Apesar da turbulência em torno do Enem nos últimos dias, o exame está confirmado: as provas começam neste domingo (21) e continuam no próximo (28). Esta é a principal porta de entrada para o ensino superior público no País.
Ao todo, são 180 questões, divididas em quatro áreas, além da redação. No primeiro dia, os participantes enfrentam as questões de linguagens, ciências humanas e a redação. As provas de matemática e ciências da natureza ocorrem no domingo seguinte. Neste ano, o governo recebeu 3,1 milhões de inscrições.
O modelo matemático adotado pelo Enem, a chamada Teoria de Resposta ao Item (TRI), prevê itens calibrados de acordo com parâmetros de discriminação (se diferencia os candidatos de acordo com o nível de conhecimento naquele tema), dificuldade e probabilidade de acerto casual.
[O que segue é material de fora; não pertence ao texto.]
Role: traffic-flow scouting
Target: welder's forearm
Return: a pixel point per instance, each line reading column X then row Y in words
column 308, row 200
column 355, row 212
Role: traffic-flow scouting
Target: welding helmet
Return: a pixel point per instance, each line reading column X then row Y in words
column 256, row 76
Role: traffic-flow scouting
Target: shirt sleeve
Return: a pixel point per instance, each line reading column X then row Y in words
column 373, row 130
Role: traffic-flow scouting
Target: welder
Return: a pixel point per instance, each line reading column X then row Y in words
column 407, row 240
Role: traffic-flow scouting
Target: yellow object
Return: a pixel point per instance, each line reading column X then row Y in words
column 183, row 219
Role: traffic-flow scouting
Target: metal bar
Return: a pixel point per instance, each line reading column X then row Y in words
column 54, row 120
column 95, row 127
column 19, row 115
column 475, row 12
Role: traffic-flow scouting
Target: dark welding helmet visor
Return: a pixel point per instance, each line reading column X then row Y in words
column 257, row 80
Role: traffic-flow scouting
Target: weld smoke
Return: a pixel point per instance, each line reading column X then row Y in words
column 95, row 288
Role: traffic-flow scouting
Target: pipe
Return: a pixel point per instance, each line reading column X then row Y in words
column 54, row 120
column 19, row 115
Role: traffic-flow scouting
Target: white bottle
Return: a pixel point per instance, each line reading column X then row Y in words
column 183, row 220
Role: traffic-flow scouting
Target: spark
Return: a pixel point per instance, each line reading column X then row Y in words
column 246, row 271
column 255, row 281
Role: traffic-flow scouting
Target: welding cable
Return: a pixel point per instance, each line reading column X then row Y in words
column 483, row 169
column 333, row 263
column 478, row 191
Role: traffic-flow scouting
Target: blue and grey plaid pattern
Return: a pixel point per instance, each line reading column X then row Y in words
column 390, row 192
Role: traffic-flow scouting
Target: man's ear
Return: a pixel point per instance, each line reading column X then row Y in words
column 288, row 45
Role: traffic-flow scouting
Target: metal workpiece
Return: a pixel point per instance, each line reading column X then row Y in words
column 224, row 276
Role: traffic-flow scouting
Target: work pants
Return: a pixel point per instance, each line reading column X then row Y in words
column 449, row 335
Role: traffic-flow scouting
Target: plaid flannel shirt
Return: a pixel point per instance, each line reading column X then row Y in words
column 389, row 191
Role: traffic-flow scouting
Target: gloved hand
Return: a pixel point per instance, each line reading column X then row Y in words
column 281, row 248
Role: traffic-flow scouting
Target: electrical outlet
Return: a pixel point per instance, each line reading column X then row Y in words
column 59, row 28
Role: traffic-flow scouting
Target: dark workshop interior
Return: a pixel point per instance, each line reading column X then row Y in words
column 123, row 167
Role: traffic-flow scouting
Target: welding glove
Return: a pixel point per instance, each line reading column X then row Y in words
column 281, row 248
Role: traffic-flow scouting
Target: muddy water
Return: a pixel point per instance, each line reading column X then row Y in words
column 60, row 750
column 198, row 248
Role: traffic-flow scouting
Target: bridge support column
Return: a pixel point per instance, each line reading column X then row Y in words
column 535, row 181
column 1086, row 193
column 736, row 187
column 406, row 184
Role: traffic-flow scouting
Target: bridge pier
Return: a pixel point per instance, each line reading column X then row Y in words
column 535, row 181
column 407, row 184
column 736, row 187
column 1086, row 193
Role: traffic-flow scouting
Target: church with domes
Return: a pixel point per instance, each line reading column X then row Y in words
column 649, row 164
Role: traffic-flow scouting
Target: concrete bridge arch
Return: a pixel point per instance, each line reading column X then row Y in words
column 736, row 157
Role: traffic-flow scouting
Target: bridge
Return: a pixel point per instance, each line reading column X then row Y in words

A nota dos participantes depende não só do número de acertos, mas também entra no cálculo quais perguntas foram respondidas corretamente.
Acertar questões difíceis e errar fáceis é entendido pelo modelo como um possível chute, e há reflexo na nota final. A análise estatística feita pela Folha de S.Paulo, a partir da base de dados do Enem de 2009 a 2019, mostra, por exemplo, que candidatos que acertaram 22 das 45 questões de matemática no Enem 2019 tiveram notas bem diferentes de acordo com o perfil dos acertos. Um participante que conseguiu uma nota de 758,5 anotou corretamente mais itens entre os mais fáceis (19 das 22). Já outro candidato que, também com 22 acertos, foi melhor em itens mais difíceis teve nota inferior: 589,5 pontos.
Esse fenômeno é mais comum entre os candidatos com poucos acertos em cada prova. Até porque, entre aqueles com as maiores notas, é necessário maior número de acertos, o que abrange itens de dificuldades variadas. Pode haver, no entanto, impacto na concorrência para ingresso de cursos. Para garantir nota 700, a média de acertos é de 20 pontos, ainda como exemplo a prova de matemática de 2019. Mas quem acertou 16 fáceis teve a mesma nota de um candidato com 26 acertos entre as mais difíceis.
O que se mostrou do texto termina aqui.